The tiny device will be used to deliver medication to a targeted area of the intestines, which can be a difficult part of the body to treat using conventional approaches.
The robotic pill is being developed by Stephen Woods and Tim Constandinou at Imperial College and uses miniature mechanical mechanisms embedded within it to administer a 1ml dose of medication. The pill is swallowed by a patient and travels naturally through the patient’s body to the small intestine.

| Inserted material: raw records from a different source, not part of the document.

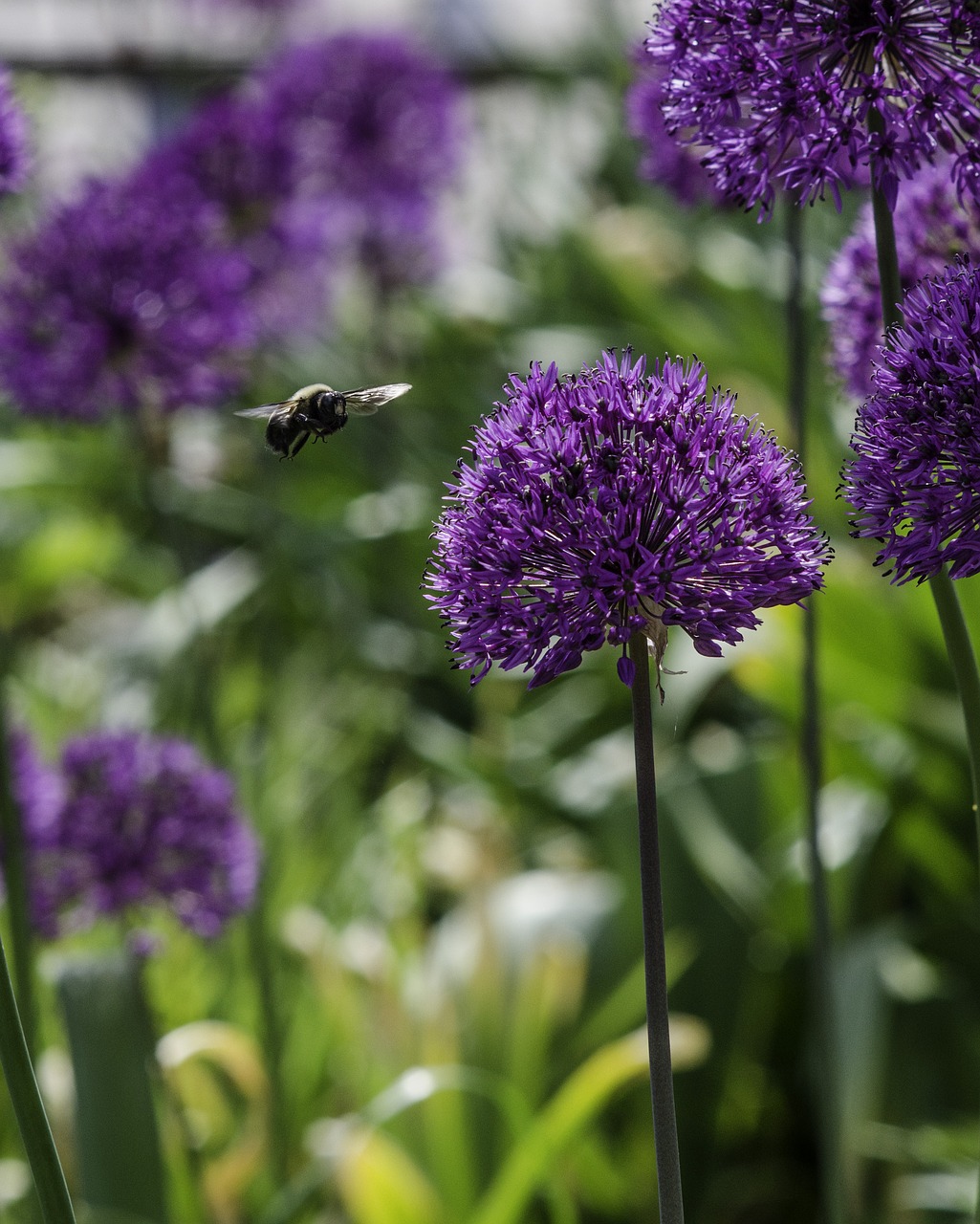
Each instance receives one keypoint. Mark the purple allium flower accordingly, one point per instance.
(931, 228)
(915, 480)
(235, 157)
(14, 161)
(803, 96)
(122, 298)
(132, 820)
(375, 127)
(612, 501)
(664, 162)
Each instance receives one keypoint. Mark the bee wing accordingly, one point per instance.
(263, 411)
(366, 401)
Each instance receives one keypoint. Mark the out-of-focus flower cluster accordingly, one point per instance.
(665, 161)
(932, 227)
(806, 97)
(617, 501)
(152, 291)
(915, 480)
(126, 821)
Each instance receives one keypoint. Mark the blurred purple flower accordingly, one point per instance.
(375, 129)
(931, 228)
(613, 501)
(801, 96)
(235, 156)
(131, 820)
(665, 161)
(123, 298)
(14, 161)
(915, 480)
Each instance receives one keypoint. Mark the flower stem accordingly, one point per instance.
(962, 656)
(956, 634)
(42, 1154)
(659, 1033)
(828, 1094)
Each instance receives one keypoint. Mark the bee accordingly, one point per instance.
(317, 411)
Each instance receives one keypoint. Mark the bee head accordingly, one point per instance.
(279, 436)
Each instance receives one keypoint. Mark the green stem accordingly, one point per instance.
(828, 1094)
(272, 1033)
(657, 1023)
(42, 1154)
(962, 656)
(954, 630)
(14, 879)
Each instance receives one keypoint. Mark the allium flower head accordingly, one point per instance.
(376, 131)
(122, 298)
(613, 501)
(14, 161)
(931, 228)
(235, 158)
(665, 161)
(127, 821)
(803, 96)
(367, 114)
(915, 480)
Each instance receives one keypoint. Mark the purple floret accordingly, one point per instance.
(915, 480)
(236, 158)
(931, 228)
(130, 821)
(665, 161)
(14, 161)
(612, 501)
(122, 298)
(375, 127)
(805, 97)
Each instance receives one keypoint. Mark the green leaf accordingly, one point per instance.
(119, 1152)
(573, 1108)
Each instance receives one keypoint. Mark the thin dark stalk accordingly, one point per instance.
(42, 1154)
(797, 352)
(14, 879)
(659, 1033)
(956, 634)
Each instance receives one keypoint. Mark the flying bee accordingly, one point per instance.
(317, 411)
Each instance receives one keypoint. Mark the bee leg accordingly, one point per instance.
(300, 444)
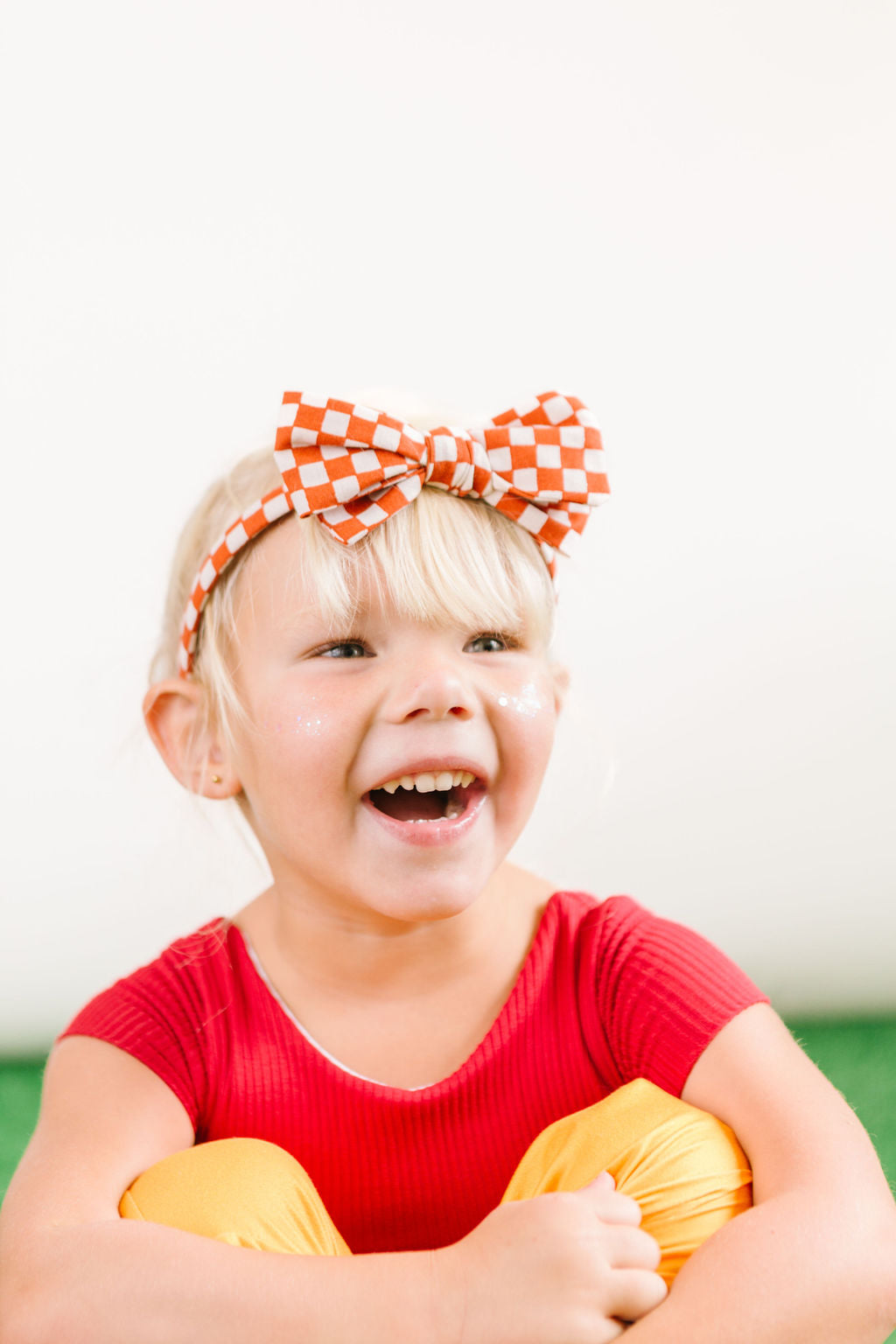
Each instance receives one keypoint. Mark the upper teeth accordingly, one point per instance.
(427, 782)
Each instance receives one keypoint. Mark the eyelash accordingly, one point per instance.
(507, 641)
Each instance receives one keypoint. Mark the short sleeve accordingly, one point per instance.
(653, 993)
(164, 1016)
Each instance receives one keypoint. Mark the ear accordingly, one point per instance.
(560, 675)
(178, 719)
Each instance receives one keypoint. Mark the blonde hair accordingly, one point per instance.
(441, 561)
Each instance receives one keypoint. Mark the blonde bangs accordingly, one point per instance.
(441, 561)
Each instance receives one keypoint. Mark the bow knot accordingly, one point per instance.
(540, 464)
(452, 463)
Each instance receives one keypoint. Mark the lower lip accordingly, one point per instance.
(430, 834)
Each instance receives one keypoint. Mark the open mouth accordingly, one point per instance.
(427, 797)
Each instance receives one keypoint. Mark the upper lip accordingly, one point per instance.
(434, 765)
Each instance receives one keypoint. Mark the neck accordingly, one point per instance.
(381, 958)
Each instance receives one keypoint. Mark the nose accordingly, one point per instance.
(430, 687)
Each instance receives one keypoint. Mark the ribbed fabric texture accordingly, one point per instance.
(607, 993)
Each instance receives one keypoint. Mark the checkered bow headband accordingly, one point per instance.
(540, 466)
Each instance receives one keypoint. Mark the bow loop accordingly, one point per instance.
(354, 468)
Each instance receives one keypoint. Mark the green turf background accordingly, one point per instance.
(858, 1055)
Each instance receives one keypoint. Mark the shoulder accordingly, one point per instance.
(200, 958)
(652, 993)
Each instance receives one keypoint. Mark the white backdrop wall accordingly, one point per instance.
(685, 214)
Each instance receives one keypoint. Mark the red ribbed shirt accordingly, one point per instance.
(607, 993)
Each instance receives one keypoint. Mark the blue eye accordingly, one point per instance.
(492, 642)
(344, 649)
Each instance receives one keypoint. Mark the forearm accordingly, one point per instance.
(797, 1269)
(108, 1281)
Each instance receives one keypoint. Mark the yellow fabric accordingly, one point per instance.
(685, 1170)
(684, 1167)
(243, 1191)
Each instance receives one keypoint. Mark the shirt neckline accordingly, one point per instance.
(542, 933)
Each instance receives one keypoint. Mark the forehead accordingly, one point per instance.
(438, 562)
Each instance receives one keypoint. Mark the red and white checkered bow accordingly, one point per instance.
(354, 466)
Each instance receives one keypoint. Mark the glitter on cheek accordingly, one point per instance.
(527, 704)
(312, 724)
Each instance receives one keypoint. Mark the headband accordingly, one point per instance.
(540, 464)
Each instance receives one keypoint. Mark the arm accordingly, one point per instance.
(72, 1270)
(554, 1270)
(816, 1256)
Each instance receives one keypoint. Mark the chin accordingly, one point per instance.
(424, 902)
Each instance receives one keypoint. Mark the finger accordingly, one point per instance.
(633, 1293)
(629, 1248)
(610, 1205)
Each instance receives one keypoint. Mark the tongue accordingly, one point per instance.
(410, 805)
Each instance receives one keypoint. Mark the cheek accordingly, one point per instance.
(527, 718)
(308, 721)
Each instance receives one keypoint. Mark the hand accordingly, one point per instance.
(557, 1269)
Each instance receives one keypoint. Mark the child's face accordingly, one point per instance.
(335, 715)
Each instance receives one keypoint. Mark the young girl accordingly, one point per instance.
(441, 1092)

Its movements through the body can be tracked by the medical team. When it reaches the target location, the operator sends a signal instructing it to send out its legs to hold it in position. The medical team can then instruct it to inject medication directly into the target site. It is believed that this direct treatment will be extremely effective in controlling pathologies of the GI tract, such as intestinal cancer or small intestinal Crohn's disease.
Imperial College was keen to showcase prototypes of the robotic pill to the medical community, but was faced with the challenge of finding a company able to offer such technology in miniature. Peter Pendergast, Head of IDC Models, explains:
“The total size of the pill is only 30mm by 11mm, so you can appreciate how minute the robotic components must be to fit inside. We have worked closely with Stephen Woods at Imperial College to refine the robotics and our Viper SLA has produced components that go down to only 1.75mm2 in size.”
Imperial College provided the CAD files and IDC Models used its Viper Stereolithography (SLA) machine to prototype the device. The robotic pill has already received much positive feedback and the prototypes will be used to seek further investment for product development.